Отец кланялся, бормоча слова благодарности. Щенсный стоял неподвижно, ослабев после вспышки, инженер же смотрел в сторону, барабаня пальцами по портфелю, словно не отцу, а ему было неловко и стыдно за то, что произошло.
Когда они выходили, инженер бросил им вслед:
— Сдерживай себя, молодой человек. Другой на моем месте вызвал бы полицию…
Во дворе Щенсный взял отца под руку и почувствовал, что тот дрожит.
— Как ты мог, сын, как ты мог так его напугать…
— Пошел он к черту!.. Ты что-нибудь видишь? Я нет.
Отец остановился, заглянул ему в глаза.
— Как нет? Ничего не видишь?
— Я же сказал. Будто мне глаза выколол кто…
Отец в испуге засуетился вокруг Щенсного, усадил его на камень.
— Это от голода, сынок, сейчас принесу хлеба, колбасы, и все пройдет…
Вскоре он принес хлеб, колбасу, сало и еще кое-какие продукты для дома, оставил все это под присмотром Щенсного, а сам побежал за селедкой. Ему хотелось обязательно взбодрить сына чем-нибудь остреньким. Возможно, селедка ему поможет.
Между тем хулиганы, самые отпетые, привокзальные, заметили, что парень на камне не видит. А рядом с ним лежит пакет муки, пакет крупы, колбаса и другая провизия — в самый раз для зрячих; подкрались и все утащили.

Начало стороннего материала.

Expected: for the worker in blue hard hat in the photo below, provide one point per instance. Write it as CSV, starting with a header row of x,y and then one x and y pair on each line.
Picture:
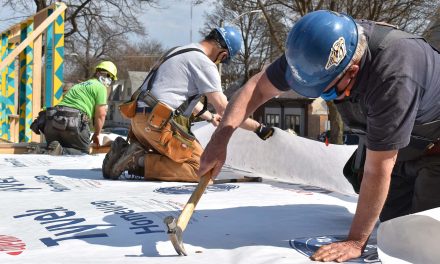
x,y
162,146
386,85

Отец успел уже истратить все деньги, и они пошли домой с селедкой.
Старшая сестра, Веронка, — пишет Щенсный в дневнике, — до поздней ночи делала мне на глаза примочки из ромашки. Лицо у меня было мокрое от примочек и от ее слез. Увы, ничего не помогло. Назавтра я видел нормально до вечера, а когда стемнело — снова ослеп. Так повторялось изо дня в день. В Жекуте это никого не удивляло, малоземельные сплошь и рядом болели куриной слепотой, но среди строителей, на станции, когда отец рассказал, наше несчастье произвело впечатление.

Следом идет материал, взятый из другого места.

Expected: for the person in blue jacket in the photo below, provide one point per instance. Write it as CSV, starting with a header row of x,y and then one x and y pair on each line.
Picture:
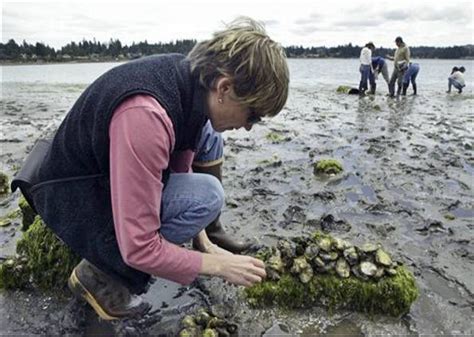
x,y
410,76
380,66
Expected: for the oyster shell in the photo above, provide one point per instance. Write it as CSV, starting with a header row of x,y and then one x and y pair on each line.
x,y
369,247
342,268
325,244
311,251
351,255
383,258
331,256
210,333
379,273
303,269
368,268
340,244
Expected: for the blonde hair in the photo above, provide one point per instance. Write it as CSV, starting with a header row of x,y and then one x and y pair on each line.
x,y
255,63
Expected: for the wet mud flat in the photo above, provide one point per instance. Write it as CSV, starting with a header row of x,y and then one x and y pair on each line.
x,y
407,183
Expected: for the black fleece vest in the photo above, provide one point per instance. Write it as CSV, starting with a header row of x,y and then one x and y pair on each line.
x,y
72,192
81,144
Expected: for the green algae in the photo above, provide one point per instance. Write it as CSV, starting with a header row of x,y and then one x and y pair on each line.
x,y
276,137
205,324
42,260
28,214
392,294
327,166
4,186
7,220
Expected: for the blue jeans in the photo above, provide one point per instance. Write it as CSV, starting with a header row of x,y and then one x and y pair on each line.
x,y
365,74
191,201
454,83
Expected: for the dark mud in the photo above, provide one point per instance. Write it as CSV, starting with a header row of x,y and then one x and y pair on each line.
x,y
407,183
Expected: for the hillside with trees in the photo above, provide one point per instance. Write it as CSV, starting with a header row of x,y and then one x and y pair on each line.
x,y
90,51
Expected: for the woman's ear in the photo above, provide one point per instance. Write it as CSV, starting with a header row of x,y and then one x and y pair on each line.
x,y
224,85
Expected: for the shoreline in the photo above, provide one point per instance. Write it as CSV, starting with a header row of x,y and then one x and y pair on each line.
x,y
28,63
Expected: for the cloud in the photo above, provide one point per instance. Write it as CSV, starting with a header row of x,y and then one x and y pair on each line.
x,y
361,23
397,15
310,19
452,14
271,23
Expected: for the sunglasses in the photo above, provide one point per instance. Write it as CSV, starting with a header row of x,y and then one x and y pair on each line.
x,y
253,118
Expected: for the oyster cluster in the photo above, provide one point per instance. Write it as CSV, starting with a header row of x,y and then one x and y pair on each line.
x,y
204,324
323,254
327,166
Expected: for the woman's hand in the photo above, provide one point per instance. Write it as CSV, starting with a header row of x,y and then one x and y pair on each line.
x,y
236,269
215,249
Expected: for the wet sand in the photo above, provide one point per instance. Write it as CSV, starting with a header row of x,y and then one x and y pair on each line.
x,y
407,183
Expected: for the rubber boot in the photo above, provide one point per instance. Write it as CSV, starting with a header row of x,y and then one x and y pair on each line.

Инженер прислал знакомого старика врача, со смешной фамилией — Хрустик. Врач сказал то же самое:
— Это все от голода. От истощения.
И добавил одно непонятное слово.
— Авитаминоз.
Лекарств он никаких не прописал, просто оставил немного денег.
— Кормите его как следует, постепенно все пройдет само.

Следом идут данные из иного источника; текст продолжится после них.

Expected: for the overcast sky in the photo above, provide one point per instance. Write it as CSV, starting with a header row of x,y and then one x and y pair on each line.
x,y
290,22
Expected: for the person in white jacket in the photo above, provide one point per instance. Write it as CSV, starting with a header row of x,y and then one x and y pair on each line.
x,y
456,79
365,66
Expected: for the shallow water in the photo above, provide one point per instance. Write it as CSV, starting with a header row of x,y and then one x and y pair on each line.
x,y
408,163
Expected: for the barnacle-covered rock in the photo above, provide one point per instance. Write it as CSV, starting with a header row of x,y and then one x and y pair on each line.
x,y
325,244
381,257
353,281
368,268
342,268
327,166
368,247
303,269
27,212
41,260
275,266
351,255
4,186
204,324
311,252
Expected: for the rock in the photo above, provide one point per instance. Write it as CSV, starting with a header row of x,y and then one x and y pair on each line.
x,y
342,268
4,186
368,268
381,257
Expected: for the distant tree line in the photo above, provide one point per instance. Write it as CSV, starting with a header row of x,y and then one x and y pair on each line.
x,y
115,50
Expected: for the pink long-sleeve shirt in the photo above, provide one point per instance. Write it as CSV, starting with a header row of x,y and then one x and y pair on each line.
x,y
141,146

Между тем состоялась наконец злополучная сдача объекта. Плотнику выдали кучу денег — даже голова закружилась — более тысячи злотых!
Если б тогда, после получки, плотник пошел, как собирался, к инженеру насчет неиспользованных стройматериалов, что остались на площадке, — их можно было тогда купить по дешевке и построить домик, — дневник Щенсного получился бы совсем иным и у комиссии по мемуарам не было бы с ним никаких забот.
Но отец, проходя мимо мясной лавки, подумал о сыне: Щенсного надо спасать!